Install
openclaw skills install ollama-smart-routerIntelligent task routing between local and cloud Ollama LLM instances. Use when the user wants cost-efficient AI responses by routing simple tasks to a local Ollama model and complex tasks to a more powerful remote/cloud Ollama instance. Automatically classifies task complexity, detects system capabilities, and delegates to the appropriate model tier. Use for any request where you want to balance latency vs capability, or when explicitly asked to use smart routing, local-first routing, or Ollama model selection.

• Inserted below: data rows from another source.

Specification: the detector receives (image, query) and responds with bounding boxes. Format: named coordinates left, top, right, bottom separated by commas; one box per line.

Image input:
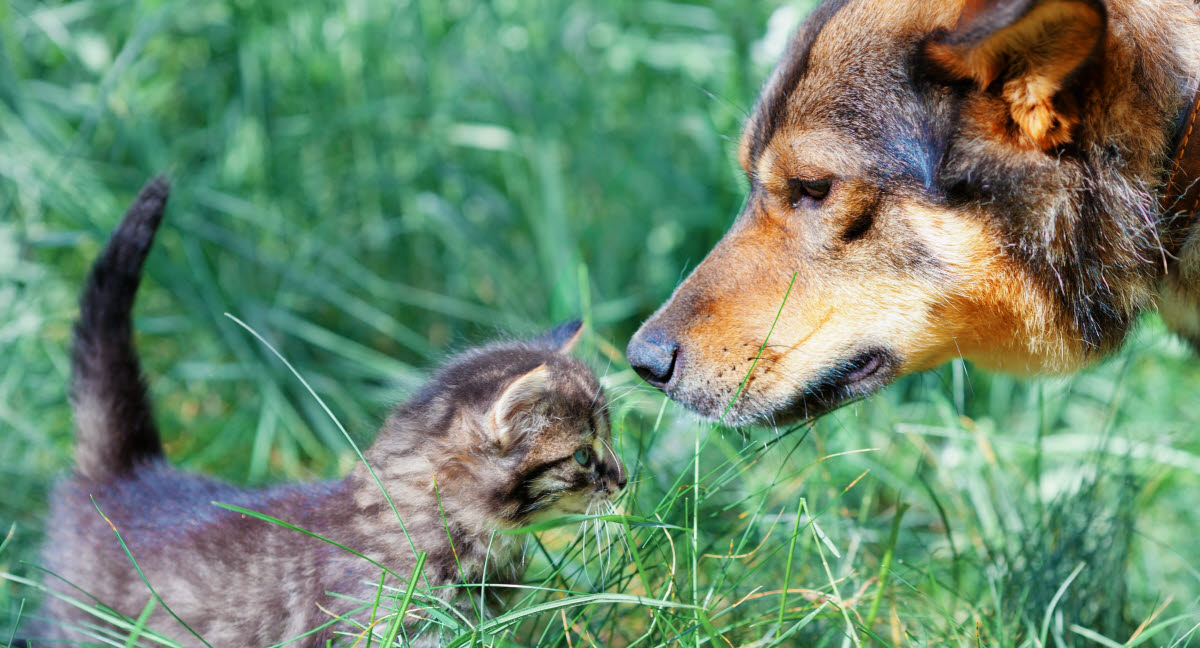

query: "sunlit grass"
left=0, top=0, right=1200, bottom=648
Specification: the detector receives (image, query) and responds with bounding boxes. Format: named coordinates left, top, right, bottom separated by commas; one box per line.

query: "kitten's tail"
left=71, top=176, right=170, bottom=480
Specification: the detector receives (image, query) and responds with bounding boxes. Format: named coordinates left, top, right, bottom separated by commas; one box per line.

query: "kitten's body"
left=25, top=181, right=624, bottom=647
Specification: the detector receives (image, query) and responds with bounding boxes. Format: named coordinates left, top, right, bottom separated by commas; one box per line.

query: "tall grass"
left=0, top=0, right=1200, bottom=648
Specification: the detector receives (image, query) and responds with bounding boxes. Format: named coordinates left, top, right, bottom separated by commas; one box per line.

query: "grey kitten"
left=26, top=179, right=625, bottom=647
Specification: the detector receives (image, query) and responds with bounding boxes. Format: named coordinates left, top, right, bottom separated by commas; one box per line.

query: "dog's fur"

openclaw skills install ollama-smart-routerRoutes tasks between a local Ollama instance (fast, cheap) and a remote/cloud Ollama instance (more capable) based on task complexity classification and system capabilities.
# 1. Profile your system
python scripts/system_profiler.py
# 2. Check endpoints are healthy
python scripts/health_check.py
# 3. Route a task
python scripts/route.py "What is quantum computing?"
User Request
↓
System Profiler (detects compatible models)
↓
Health Check (verifies endpoints are up)
↓
Classify Task (1-5 complexity score)
↓
├─ Score 1-2 → Local Ollama (fast, cheap)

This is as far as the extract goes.